Le dieron una etiqueta adhesiva y lo llevaron a una cama. Se sentó y, al instante, llegó el médico. Le hizo preguntas y empezó a palparle el vientre. De repente, el doctor abrió los ojos con sorpresa.
—Aquí hay un bulto, señor. Debe hacerse una tomografía urgente.
—Está bien —dijo él.
Le quitaron la ropa y lo llevaron a una sala grande, llena de personas con el rostro amarillo. Por un momento pensó que era una morgue, pero no lo era. Eran pacientes esperando su turno. La mayoría parecían cadáveres sentados, envueltos en una quietud que helaba el aire.
Se sentó cerca de un hombre que respiraba con dificultad, el rostro huesudo y la mirada clavada en el suelo.
—¿Hace mucho que esperas? —preguntó él, intentando romper el silencio.
—Esperar es lo único que nos queda —respondió el hombre sin levantar la vista.
—¿Y después?
—Después, solo cruzamos... O eso dicen.
—¿Y tú, qué piensas?
El hombre alzó los ojos, opacos como el agua estancada.
—Pienso que algunos ya estamos del otro lado y no nos hemos dado cuenta.
El comentario lo dejó en silencio. Una enfermera se acercó y le entregó un vaso con un líquido plateado. Lo tomó y sintió una especie de relajación en todo el cuerpo.
Fue entonces cuando, en una esquina del cuarto, apareció la imagen de un demonio oscuro, con bordes de sombra plateada. La criatura emergió lentamente de la penumbra, acercándose hasta quedar casi pegada a su rostro. Tenía ojos brillantes como acero fundido y una sonrisa que parecía burlarse de su dolor.
—¿Qué quieres de mí? —preguntó él, sin apartar la mirada.
El demonio inclinó la cabeza, como si analizara la pregunta.
—No quiero nada. Solo vengo a recordarte lo que ya sabes —dijo, con una voz áspera, como metal raspando piedra.
—¿Y qué es eso que ya sé? —insistió él, sintiendo el peso de la presencia.
—Que el dolor es un maestro antiguo —respondió el demonio—. Vengo a mostrarte que no se le vence ni se le huye. Solo se lo acompaña… hasta que termina su lección.
Él respiró profundo, sintiendo cómo el miedo comenzaba a desvanecerse.
—Entonces, si debo gritar, gritará mi cuerpo, pero no yo —dijo con firmeza.
El demonio lo observó en silencio, y por un instante, sus ojos dejaron de arder. Asintió una sola vez antes de retroceder, desdibujándose nuevamente en la sombra plateada.
Lo llevaron al examen, le tomaron la tomografía y luego lo devolvieron a su cuarto.
—¿A qué hora puedo irme a casa? —preguntó.
—No se le puede dar el alta hasta que el doctor lo revise —respondieron.
Pasaron horas hasta que llegó un hombre de rostro serio, lentes, cabello corto y un extraño lunar en medio de la frente.

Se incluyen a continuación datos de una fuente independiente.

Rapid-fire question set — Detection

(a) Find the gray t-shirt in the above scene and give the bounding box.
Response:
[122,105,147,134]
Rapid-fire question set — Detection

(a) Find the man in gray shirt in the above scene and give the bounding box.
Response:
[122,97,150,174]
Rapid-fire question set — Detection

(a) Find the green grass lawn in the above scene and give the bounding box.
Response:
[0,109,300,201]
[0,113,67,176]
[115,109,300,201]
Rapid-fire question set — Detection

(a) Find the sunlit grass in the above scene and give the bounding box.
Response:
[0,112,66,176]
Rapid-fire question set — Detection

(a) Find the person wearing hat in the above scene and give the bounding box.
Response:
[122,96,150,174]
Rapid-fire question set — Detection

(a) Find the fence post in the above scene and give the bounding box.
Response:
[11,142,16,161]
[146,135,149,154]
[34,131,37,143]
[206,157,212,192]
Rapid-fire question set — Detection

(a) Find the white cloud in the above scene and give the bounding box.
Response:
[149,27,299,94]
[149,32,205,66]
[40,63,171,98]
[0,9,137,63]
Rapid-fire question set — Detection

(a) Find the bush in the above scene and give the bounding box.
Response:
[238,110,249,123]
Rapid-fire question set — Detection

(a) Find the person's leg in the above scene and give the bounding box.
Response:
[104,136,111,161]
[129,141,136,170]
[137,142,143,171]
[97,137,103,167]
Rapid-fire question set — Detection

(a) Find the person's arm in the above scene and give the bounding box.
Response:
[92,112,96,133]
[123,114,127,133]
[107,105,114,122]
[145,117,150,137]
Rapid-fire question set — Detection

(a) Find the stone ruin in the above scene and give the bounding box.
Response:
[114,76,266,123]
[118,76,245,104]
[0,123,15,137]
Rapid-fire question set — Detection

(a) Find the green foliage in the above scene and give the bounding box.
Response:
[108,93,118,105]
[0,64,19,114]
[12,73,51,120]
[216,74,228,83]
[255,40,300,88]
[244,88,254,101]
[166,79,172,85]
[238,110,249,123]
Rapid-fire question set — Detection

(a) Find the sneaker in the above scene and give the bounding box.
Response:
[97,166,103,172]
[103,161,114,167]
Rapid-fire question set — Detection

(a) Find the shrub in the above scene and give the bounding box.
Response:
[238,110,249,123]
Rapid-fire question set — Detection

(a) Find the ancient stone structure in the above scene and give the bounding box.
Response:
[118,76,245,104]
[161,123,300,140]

—Señor, ¿tiene algún familiar que viva con usted?
—No, no tengo a nadie. Mi madre murió hace más de un año. Estoy solo.
El médico respiró hondo antes de continuar.
—Tengo que decirle que tiene un cáncer del tamaño de una bola de billar en su vientre. Por la coloración y los exámenes de sangre, parece ser muy agresivo.
—¿Y qué debo hacer, doctor?
—Debo llevar la biopsia a patología. Mañana le diremos todas las posibilidades.
—Está bien, pero ¿tiene algo para el dolor?
—Sí, le daré morfina para controlarlo.
Le administraron la morfina, lo vistieron y lo enviaron a casa.
Esa noche, recordó todo lo que había vivido con su madre. El llanto de su última noche juntos, el enorme silencio que siguió y el dolor de verla con algodones en la boca y la nariz, sabiendo que nunca volvería. La habían enterrado en un camposanto, y desde entonces, él no había vuelto a visitar su tumba.
—Algo me dice que voy a morir —pensó—. ¿Y qué pasará después? ¿Vendrá aquella luz que a veces se acerca a mis ojos cuando me siento solo? ¿Se apagarán las luces de los sentidos y, sin aliento, adónde iré?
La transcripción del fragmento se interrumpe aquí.